Resuelto el misterio de las pirámides de Egipto: descubrimiento revela su ingeniería

Una de las civilizaciones más antiguas del mundo y que es considerada la más misteriosa, enigmática y unverdadero desafío para los arqueólogos es la civilización egipcia y como no, si hasta hace poco, la construcción de sus emblemáticas pirámides había permanecido en completo misterio y muchas teorías apuntaban que fueron construidas con ayuda de alienígenas pues no encontraban la razón lógica para justificar el movimiento de sus grandes bloques de construcción.
Sin embargo, la ciencia siempre busca respuestas a este tipo de preguntas y un descubrimiento reciente por fin ha dado fin a esta gran interrogante.
Las pirámides de Egipto, una maravilla de la ingeniería y la arquitectura
Las pirámides de Egipto son estructuras majestuosas y emblemáticas que fueron construidas como criptas reales para los faraones durante el Imperio Antiguo, alrededor de 2630-2610 a.C. Las pirámides más reconocidas son las de Keops, Kefrén y Micerinos, ubicadas en la llanura de Guiza, cerca de El Cairo. Estas pirámides son consideradas una de las maravillas del mundo antiguo.Los Textos de las Pirámides son inscripciones jeroglíficas talladas en las paredes de las cámaras funerarias de algunas pirámides. Estos textos proporcionan información valiosa sobre la cultura y la sociedad del antiguo Egipto.Las pirámides de Egipto son un testimonio impresionante de la habilidad y el conocimiento arquitectónico de los antiguos egipcios. Aunque aún existen incógnitas sobre cómo se construyeron exactamente, se han realizado descubrimientos recientes que arrojan nueva luz sobre el misterio de su construcción.

Las pirámides de Egipto ya no son un misterio: ¡un río perdido las construyó!
Un descubrimiento sensacional ha sacudido los cimientos de la arqueología: un río perdido que fluía hace 4.700 años podría ser la clave para resolver el enigma de cómo se construyeron las pirámides de Egipto. Durante siglos, la mente humana se ha preguntado cómo los antiguos egipcios erigieron estas colosales estructuras en medio del desierto. Ahora, gracias a un estudio que combinó imágenes satelitales y análisis de sedimentos, se ha descubierto un brazo del Nilo, oculto bajo las arenas del Sahara, que proporcionaría la respuesta.
Este río, bautizado como «Ahramat» (que significa «pirámides» en árabe), tenía 64 kilómetros de largo, 500 metros de ancho y 25 metros de profundidad. Su ubicación, cercana a un conjunto de 31 pirámides, sugiere que funcionó como una vía fluvial vital para el transporte de los pesados bloques de piedra utilizados en la construcción.

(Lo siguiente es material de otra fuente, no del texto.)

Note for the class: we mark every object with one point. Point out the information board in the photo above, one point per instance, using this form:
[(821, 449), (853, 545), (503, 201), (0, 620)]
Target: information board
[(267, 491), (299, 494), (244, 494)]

La investigadora Eman Ghoneim, quien es autora principal del estudio, afirma: «Este es el primer estudio que prueba la existencia de este brazo perdido del Nilo. Su tamaño y proximidad a las pirámides indican que fue una vía fluvial de gran importancia.» Este hallazgo no solo resuelve el misterio de la ubicación de las pirámides, sino que también aporta información invaluable sobre la ingeniería y la logística de su construcción. Los antiguos egipcios, sin duda, eran maestros de la ingeniería hidráulica, capaces de aprovechar el poder del río para transportar materiales y facilitar el proceso de construcción.
El descubrimiento del río Ahramat marca un hito en la arqueología egipcia. Es un paso fundamental para comprender mejor la civilización que construyó estas maravillas del mundo antiguo y para desentrañar los secretos que aún guardan bajo la arena del desierto.
Sin duda, este es un momento emocionante para los amantes de la historia y la arqueología. La comunidad científica está ansiosa por explorar más a fondo este río perdido y descubrir nuevos detalles sobre la construcción de las pirámides de Egipto.